Superior Optical Design
We place one of our own perfectly matched, patented volume phase holographic (VPH) gratings at the heart of each NIR spectrometer, using a transmissive design and aberration-corrected optics to keep every possible photon in the optical path. Our VPH gratings offer up to 40% higher efficiency, more uniform response with wavelength and polarization, and ultra-low scatter compared to reflective gratings. This alignment-robust design delivers the optimum in efficiency, manufacturability, and thermal stability for research or OEMs.
Excellent Thermal Stability
Thermal stability plays a key role in NIR spectroscopy, determining the spectral reproducibility that is crucial to chemometric modeling.

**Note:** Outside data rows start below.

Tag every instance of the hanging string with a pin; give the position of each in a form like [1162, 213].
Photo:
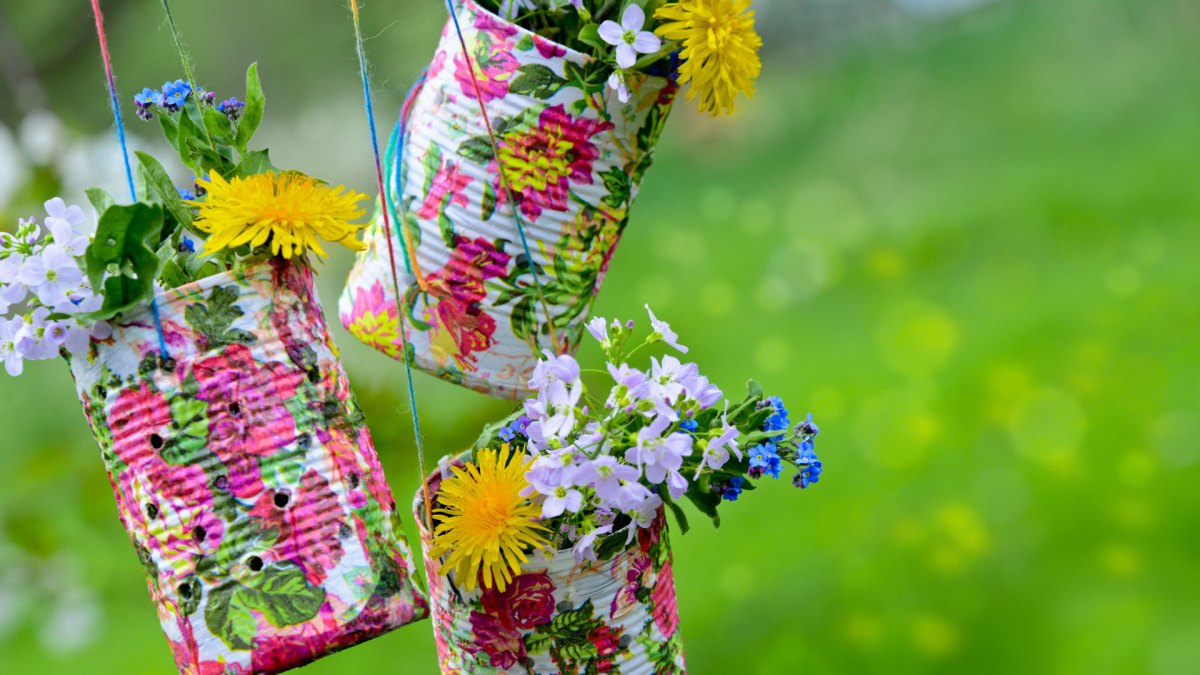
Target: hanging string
[504, 178]
[125, 151]
[391, 255]
[185, 60]
[396, 159]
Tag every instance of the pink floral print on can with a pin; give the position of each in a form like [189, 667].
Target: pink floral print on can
[616, 615]
[246, 477]
[477, 310]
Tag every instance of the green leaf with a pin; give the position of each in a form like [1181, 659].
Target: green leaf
[169, 127]
[489, 201]
[214, 318]
[618, 185]
[187, 131]
[219, 125]
[161, 186]
[576, 621]
[538, 643]
[611, 544]
[525, 318]
[173, 275]
[190, 430]
[589, 35]
[537, 81]
[706, 501]
[283, 596]
[228, 617]
[681, 517]
[252, 114]
[255, 162]
[100, 199]
[191, 592]
[126, 238]
[478, 149]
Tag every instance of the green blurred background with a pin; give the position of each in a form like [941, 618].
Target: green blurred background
[959, 234]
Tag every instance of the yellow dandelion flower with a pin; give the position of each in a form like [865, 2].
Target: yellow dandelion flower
[485, 525]
[291, 209]
[720, 49]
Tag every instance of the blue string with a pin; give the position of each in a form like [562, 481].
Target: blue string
[395, 280]
[504, 179]
[114, 100]
[395, 159]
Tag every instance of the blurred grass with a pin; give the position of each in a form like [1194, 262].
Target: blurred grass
[972, 255]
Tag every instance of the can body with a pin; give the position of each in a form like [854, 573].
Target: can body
[478, 309]
[557, 615]
[245, 475]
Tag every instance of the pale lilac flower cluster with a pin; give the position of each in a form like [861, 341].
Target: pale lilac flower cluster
[43, 291]
[629, 454]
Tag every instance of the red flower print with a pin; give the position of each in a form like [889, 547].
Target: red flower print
[606, 639]
[375, 478]
[543, 162]
[139, 419]
[295, 315]
[375, 320]
[449, 181]
[496, 28]
[504, 646]
[547, 48]
[471, 264]
[527, 603]
[309, 523]
[246, 402]
[463, 328]
[666, 614]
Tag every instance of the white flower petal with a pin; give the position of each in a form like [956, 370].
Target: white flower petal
[634, 18]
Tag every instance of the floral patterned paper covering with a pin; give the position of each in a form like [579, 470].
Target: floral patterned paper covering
[574, 156]
[246, 477]
[558, 616]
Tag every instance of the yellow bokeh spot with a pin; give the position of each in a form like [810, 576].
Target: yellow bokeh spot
[862, 629]
[935, 635]
[1137, 467]
[1049, 426]
[887, 264]
[773, 354]
[1120, 560]
[1007, 386]
[719, 298]
[917, 338]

To validate our optomechanical design, we monitored Xe emission spectra with our WP NIR I spectrometer during temperature cycling, finding thermal shift to be 0.5 pixel over 0-40°C, compared to 2 pixels for a typical f/4 CCT NIR spectrometer. Our peaks also remain much more symmetric with temperature, giving you the thermal stability you need to achieve high accuracy in chemometric analysis.